Con la llegada de los españoles y la religión católica, las fiestas se redujeron a sólo dos días, el 1° y 2 de noviembre, correspondientes a los angelitos o niños muertos y el Día de de los Fieles Difuntos, o Día de Muertos adultos, respectivamente. En la actualidad las distintas culturas indígenas tienen sus propias maneras de celebrar, con más similitudes que diferencias entre sí.
Actualmente en las comunidades indígenas se cree todavía que las almas de los fallecidos reciben el permiso de regresar cada año a sus lugares de origen para visitar a sus familias, de ahí que se les erijan altares u ofrendas con flores de cempasúchil, comida, bebida, velas y veladoras. La temporada está ricamente matizada con música y danzas, algunas más recientes por su naturaleza junto con otras de raíces antiguas.

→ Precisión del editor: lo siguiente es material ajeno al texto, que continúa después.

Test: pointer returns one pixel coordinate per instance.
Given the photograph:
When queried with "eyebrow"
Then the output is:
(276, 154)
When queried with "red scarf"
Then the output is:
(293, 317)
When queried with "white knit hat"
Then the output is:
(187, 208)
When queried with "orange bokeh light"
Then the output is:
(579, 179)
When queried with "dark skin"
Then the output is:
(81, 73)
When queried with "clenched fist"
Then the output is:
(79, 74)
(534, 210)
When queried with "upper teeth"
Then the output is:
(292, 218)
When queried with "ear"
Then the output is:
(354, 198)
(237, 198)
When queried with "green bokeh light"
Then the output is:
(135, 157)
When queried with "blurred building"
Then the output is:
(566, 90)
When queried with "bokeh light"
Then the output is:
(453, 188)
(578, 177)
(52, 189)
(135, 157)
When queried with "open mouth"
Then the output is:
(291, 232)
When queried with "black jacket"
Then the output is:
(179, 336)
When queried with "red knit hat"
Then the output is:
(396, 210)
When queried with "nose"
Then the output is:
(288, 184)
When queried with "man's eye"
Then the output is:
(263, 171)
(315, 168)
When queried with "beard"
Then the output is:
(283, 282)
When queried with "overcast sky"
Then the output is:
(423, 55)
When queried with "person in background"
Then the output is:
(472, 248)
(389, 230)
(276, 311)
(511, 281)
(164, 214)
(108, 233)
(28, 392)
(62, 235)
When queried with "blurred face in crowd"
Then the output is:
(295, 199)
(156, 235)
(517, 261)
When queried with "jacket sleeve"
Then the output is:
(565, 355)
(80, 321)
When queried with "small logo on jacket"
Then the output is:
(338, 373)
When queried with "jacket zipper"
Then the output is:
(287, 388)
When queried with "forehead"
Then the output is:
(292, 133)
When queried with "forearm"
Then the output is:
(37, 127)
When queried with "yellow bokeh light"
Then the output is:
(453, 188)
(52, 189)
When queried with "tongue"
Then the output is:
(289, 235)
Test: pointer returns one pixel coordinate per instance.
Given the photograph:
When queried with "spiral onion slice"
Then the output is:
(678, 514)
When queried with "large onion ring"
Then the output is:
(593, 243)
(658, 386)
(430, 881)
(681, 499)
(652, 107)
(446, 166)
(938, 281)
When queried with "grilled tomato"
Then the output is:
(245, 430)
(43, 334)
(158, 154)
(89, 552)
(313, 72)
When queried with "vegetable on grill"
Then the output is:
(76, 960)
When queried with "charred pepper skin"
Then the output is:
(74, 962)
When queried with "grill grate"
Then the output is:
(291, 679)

En Puebla, por ejemplo, en San Gabriel Chilac, cercano a Tehuacán, la ofrenda muy elaborada y rica en sabores consiste en mole de guajolote, champurrado de maíz colorado, dulce de calabaza y tamales de frijol. Una canasta de fruta de temporada lo acompaña, además del pan de sal, hojaldras, bollos, pan de burro. No faltan las bebidas, la cerveza y un vaso con agua, todo ello para que las ánimas puedan saciar el hambre. El altar, enmarcado con un arco de flores, estará iluminado con muchas ceras y veladoras y varios incensarios con copal, para purificar el ambiente.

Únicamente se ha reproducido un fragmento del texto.